Effect of human plasma proteins on spontaneous contractile activity of rat mesenteric portal vein

Abstract

This study examines the effect of various plasma proteins from man on the spontaneous contractile activity of the rat portal vein. Albumin, γ-globulin, α-globulin, β-globulin (the major plasma proteins), and immunoglobulin IgG (the major immunoglobulin present in the γ-globulin fraction) were obtained commercially. Mesenteric portal vein strips were prepared from rats and placed in a physiological salt solution in muscle baths for the measurement of longitudinal mechanical response. Portal veins exposed to albumin or γ-globulin showed a dose-dependent increase in the spontaneous activity, whereas those exposed to α-globulin or α - and β-globulin together showed a dose-dependent inhibition of spontaneous activity. Immunoglobulin IgG produced a dose-dependent increase in the spontaneous activity similar to that of γ-globulin.

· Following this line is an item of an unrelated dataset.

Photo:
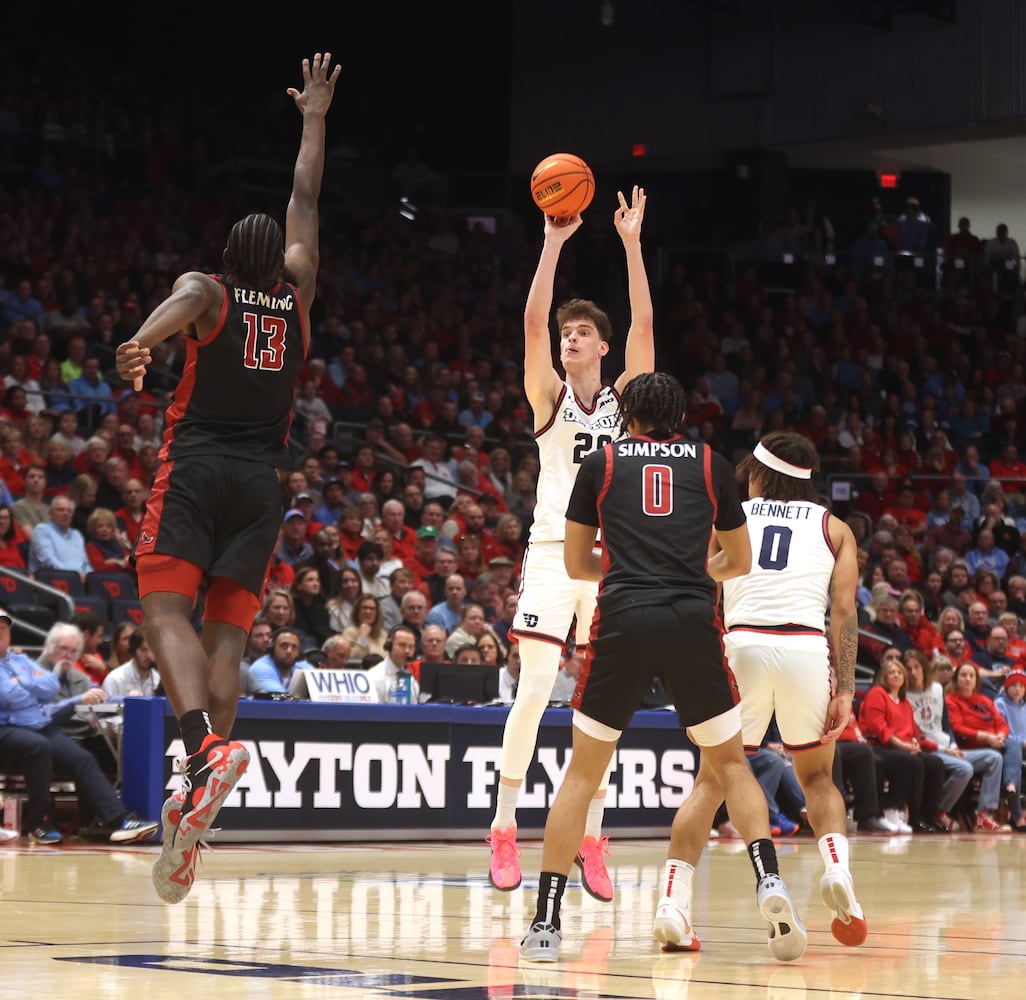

The increased spontaneous activity produced by albumin was not prevented by ouabain but was inhibited by phentolamine. Spontaneous contractile activity was stimulated by albumin in the chemically (6-hydroxydopamine) denervated portal vein. These findings indicate that albumin acts in a manner similar to noradrenaline. The increased spontaneous activity caused by γ-globulin (IgG) was inhibited by ouabain or verapamil. The effect of IgG was not dependent on α-adrenergic, cholinergic, histaminergic, serotoninergic, or renin angiotensin systems nor was it affected by removal of the endothelium. These observations may have implications in the pathophysiology of essential hypertension.Key words: vasomotion, mesenteric portal vein, plasma proteins, albumin, γ-globulin, inhibitory factor, stimulatory factor, IgG.